Сильно избитый, еле ворочающий в разбитом рту языком, Осокин не отрицал сказанного, утверждая, однако, что Филатов своим воспалённым воображением придал его словам совсем другой смысл. В это утверждение никто не поверил, и общественное мнение явно склонилось на сторону Филатова, ибо всякие намёки на легкомыслие оставленных дома жён полярники воспринимают крайне болезненно. Конечно, решило общественное мнение, Филатов переборщил, но любой другой на его месте тоже бы не сдержался.
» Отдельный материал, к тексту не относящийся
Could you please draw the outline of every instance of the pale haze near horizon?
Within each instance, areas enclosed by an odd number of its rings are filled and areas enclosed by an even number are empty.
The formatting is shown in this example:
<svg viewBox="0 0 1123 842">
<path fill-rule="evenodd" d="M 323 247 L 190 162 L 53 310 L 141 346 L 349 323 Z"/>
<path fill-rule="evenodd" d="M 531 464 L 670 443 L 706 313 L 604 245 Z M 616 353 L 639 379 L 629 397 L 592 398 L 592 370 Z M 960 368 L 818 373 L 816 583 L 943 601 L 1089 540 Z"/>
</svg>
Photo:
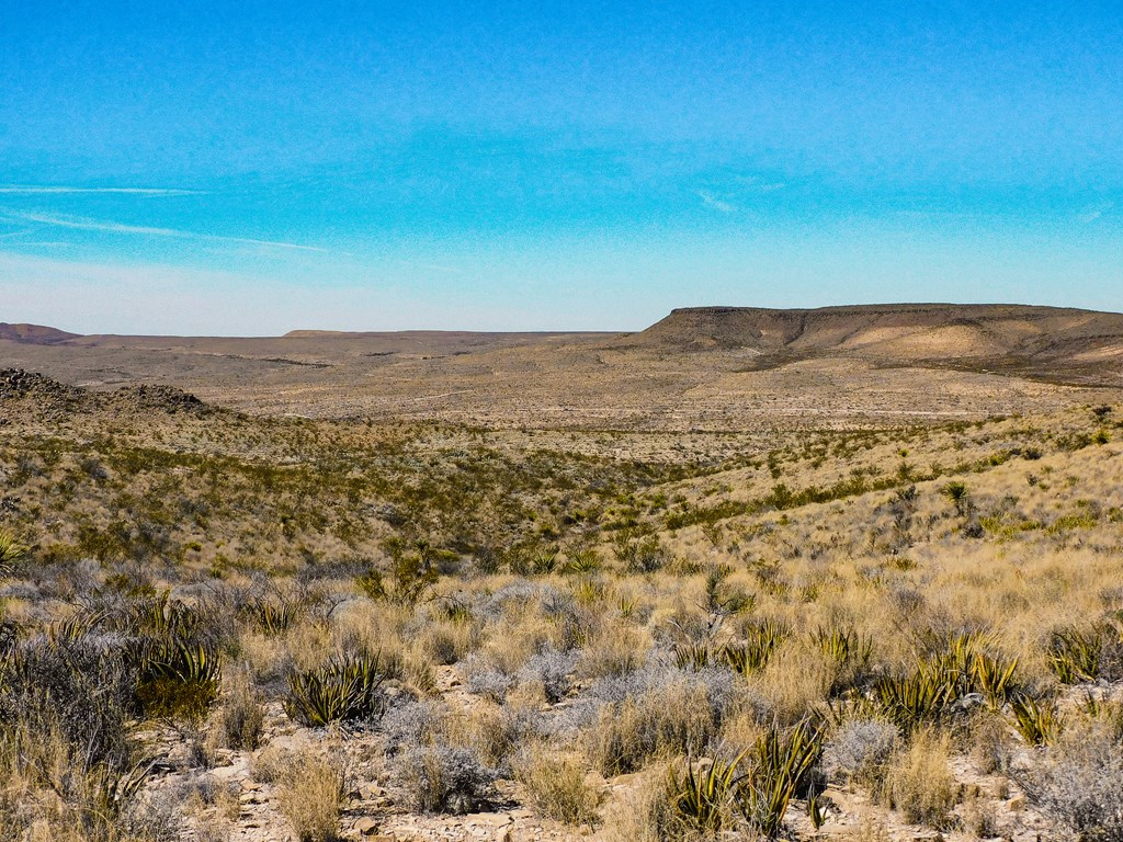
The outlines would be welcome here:
<svg viewBox="0 0 1123 842">
<path fill-rule="evenodd" d="M 1123 309 L 1113 3 L 0 3 L 0 321 Z"/>
</svg>

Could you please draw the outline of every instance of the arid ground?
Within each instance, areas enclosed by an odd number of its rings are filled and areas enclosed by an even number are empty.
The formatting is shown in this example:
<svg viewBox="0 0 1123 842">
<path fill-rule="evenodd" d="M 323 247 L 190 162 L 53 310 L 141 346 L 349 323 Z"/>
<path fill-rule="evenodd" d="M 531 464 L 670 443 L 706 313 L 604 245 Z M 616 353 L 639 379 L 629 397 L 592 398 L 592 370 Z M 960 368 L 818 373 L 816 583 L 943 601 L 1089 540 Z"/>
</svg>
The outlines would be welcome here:
<svg viewBox="0 0 1123 842">
<path fill-rule="evenodd" d="M 1123 315 L 0 368 L 4 839 L 1123 839 Z"/>
</svg>

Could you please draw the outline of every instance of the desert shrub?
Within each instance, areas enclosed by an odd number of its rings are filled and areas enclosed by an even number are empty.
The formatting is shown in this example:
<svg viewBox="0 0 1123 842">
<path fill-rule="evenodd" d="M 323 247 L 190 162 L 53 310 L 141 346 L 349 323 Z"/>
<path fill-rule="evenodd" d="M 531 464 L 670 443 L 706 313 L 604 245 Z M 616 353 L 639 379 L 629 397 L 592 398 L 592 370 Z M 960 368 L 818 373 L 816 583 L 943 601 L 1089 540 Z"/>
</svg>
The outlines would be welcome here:
<svg viewBox="0 0 1123 842">
<path fill-rule="evenodd" d="M 478 656 L 467 658 L 463 666 L 464 688 L 473 695 L 484 696 L 493 702 L 503 702 L 517 683 L 515 676 L 496 669 L 494 665 Z"/>
<path fill-rule="evenodd" d="M 385 667 L 378 656 L 349 655 L 289 676 L 290 719 L 312 727 L 372 720 L 382 713 Z"/>
<path fill-rule="evenodd" d="M 436 567 L 438 551 L 420 541 L 414 551 L 407 551 L 404 542 L 386 542 L 390 570 L 372 567 L 355 579 L 358 589 L 372 600 L 387 600 L 398 605 L 417 605 L 428 598 L 440 574 Z"/>
<path fill-rule="evenodd" d="M 10 576 L 29 548 L 6 529 L 0 529 L 0 577 Z"/>
<path fill-rule="evenodd" d="M 134 747 L 136 672 L 111 640 L 84 631 L 37 635 L 0 661 L 0 724 L 57 729 L 82 768 L 121 769 Z"/>
<path fill-rule="evenodd" d="M 886 806 L 900 809 L 909 822 L 950 827 L 960 788 L 948 766 L 949 753 L 947 734 L 916 731 L 910 744 L 889 760 L 882 790 Z"/>
<path fill-rule="evenodd" d="M 396 766 L 407 803 L 422 813 L 469 813 L 491 797 L 497 777 L 476 752 L 441 743 L 413 747 Z"/>
<path fill-rule="evenodd" d="M 834 781 L 857 781 L 876 789 L 898 736 L 897 726 L 885 720 L 847 720 L 823 745 L 823 774 Z"/>
<path fill-rule="evenodd" d="M 131 756 L 92 760 L 53 712 L 22 711 L 0 726 L 0 830 L 21 839 L 103 840 L 137 797 L 148 766 Z M 124 739 L 124 734 L 121 735 Z"/>
<path fill-rule="evenodd" d="M 240 670 L 229 680 L 219 715 L 222 740 L 227 748 L 257 748 L 265 723 L 263 702 L 248 671 Z"/>
<path fill-rule="evenodd" d="M 431 742 L 446 717 L 444 706 L 427 699 L 407 699 L 387 707 L 378 723 L 386 736 L 386 753 Z"/>
<path fill-rule="evenodd" d="M 338 762 L 313 752 L 289 757 L 277 787 L 277 807 L 300 842 L 335 842 L 346 779 Z"/>
<path fill-rule="evenodd" d="M 576 758 L 531 745 L 515 759 L 514 774 L 538 815 L 570 825 L 597 822 L 600 796 L 585 782 L 585 771 Z"/>
<path fill-rule="evenodd" d="M 668 559 L 658 536 L 639 534 L 634 529 L 620 530 L 612 542 L 612 555 L 629 574 L 655 573 Z"/>
<path fill-rule="evenodd" d="M 732 706 L 733 686 L 727 670 L 655 663 L 599 681 L 592 695 L 600 710 L 588 751 L 601 772 L 611 776 L 636 771 L 660 753 L 703 754 Z"/>
<path fill-rule="evenodd" d="M 637 776 L 619 798 L 609 803 L 600 838 L 608 842 L 679 842 L 683 825 L 667 795 L 667 776 Z"/>
<path fill-rule="evenodd" d="M 532 656 L 520 670 L 519 678 L 541 685 L 546 701 L 557 704 L 565 698 L 573 687 L 573 674 L 577 667 L 576 652 L 559 652 L 547 649 Z"/>
<path fill-rule="evenodd" d="M 1102 630 L 1058 629 L 1048 644 L 1049 666 L 1062 684 L 1094 681 L 1099 677 L 1099 656 L 1103 651 Z"/>
<path fill-rule="evenodd" d="M 953 479 L 947 483 L 940 492 L 951 501 L 956 507 L 956 514 L 964 516 L 969 512 L 971 493 L 964 483 Z"/>
<path fill-rule="evenodd" d="M 1033 804 L 1081 840 L 1123 840 L 1123 745 L 1108 730 L 1074 730 L 1016 778 Z"/>
<path fill-rule="evenodd" d="M 239 613 L 262 633 L 275 637 L 286 632 L 305 610 L 305 606 L 285 600 L 254 600 L 244 605 Z"/>
</svg>

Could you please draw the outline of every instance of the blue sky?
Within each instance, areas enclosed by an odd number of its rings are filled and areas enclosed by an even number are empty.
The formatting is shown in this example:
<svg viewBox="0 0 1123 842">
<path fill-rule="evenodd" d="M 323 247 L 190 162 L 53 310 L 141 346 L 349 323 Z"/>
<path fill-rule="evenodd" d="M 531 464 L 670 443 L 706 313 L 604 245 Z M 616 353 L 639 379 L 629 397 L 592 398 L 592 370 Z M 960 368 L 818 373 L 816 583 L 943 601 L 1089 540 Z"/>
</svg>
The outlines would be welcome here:
<svg viewBox="0 0 1123 842">
<path fill-rule="evenodd" d="M 1121 310 L 1121 44 L 1119 0 L 0 0 L 0 320 Z"/>
</svg>

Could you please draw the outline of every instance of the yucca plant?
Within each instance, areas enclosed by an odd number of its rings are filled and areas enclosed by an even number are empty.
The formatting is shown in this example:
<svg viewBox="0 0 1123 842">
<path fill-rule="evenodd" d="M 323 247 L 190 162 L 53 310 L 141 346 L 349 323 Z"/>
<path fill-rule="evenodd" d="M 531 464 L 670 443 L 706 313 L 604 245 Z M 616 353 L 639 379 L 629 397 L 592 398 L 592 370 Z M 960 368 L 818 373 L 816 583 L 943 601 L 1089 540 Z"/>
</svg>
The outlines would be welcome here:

Семёнов всё-таки хотел влепить по строгачу обоим, но Филатов уже видел, что расследование явно произвело на начальника впечатление, и весело предложил:
— Сергей Николаевич, давайте меняться: мордобой на мордобой. Помните, на Востоке вы приложились к моей физиономии?
— Хитёр ты, Веня. Тогда было за дело.
— Ну, Осокин тоже получил не за красивые глаза. Так махнём, не глядя?
— Меняйся, Николаич, — посоветовал Бармин, — другого такого случая не будет. Надёжно, выгодно, удобно.
Так что гроза, собравшаяся было над головой Филатова, пронеслась стороной, и из этой истории он вышел, так сказать, без особых моральных издержек.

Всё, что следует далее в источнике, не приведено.